Ambrósio era, na verdade, gaulês descendente de gregos como se pode inferir de seu nome e do de seu irmão, Urânio Sátiro. Nasceu em Tréveros, onde seu pai exercia alta função na administração do [Império Romano]]. Depois de residir em Roma por muito tempo, onde se encontrava entre as mais ricas e nobres famílias, seu pai foi posto por Constantino à frente da prefeitura da Gália.

Seu pai teria falecido logo após seu nascimento. Sua mãe, então, retornou a Roma com os três filhos: Marcelina, Sátiro e Ambrósio. Em Roma, recebeu a formação dos nobres romanos, estudando gramática, literatura grega e romana, retórica e direito. Não lhe faltaram ainda a frequência ao circo e ao teatro.

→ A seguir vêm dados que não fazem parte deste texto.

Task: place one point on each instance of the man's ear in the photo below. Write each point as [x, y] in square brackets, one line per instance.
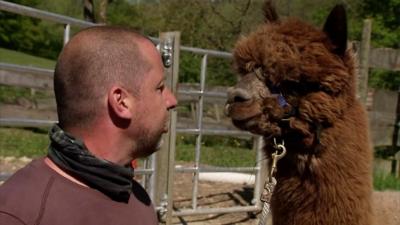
[121, 102]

Ao lado dessa formação, recebeu, também, educação religiosa, destinada aos catecúmenos, ministrada pelo sacerdote Simpliciano, futuro sucessor de Ambrósio na sede de Milão. A influência deste sacerdote sobre Ambrósio foi tão marcante que santo Agostinho o chamava de “pai do bispo Ambrósio, segundo a graça”.

Terminados os estudos, partiu para Sírmio, onde iniciou, com seu irmão; a carreira de advogado do tribunal da prefeitura. Sexto Petrônio Probo, prefeito do pretório, o nomeou, em 370, membro de seu conselho, e depois de alguns anos, consularis, isto é, governador da província da Emília e Ligúria, com sede em Milão. Na época, Milão era a segunda cidade da Itália, encruzilhada dos caminhos para a Gália e Constantinopla.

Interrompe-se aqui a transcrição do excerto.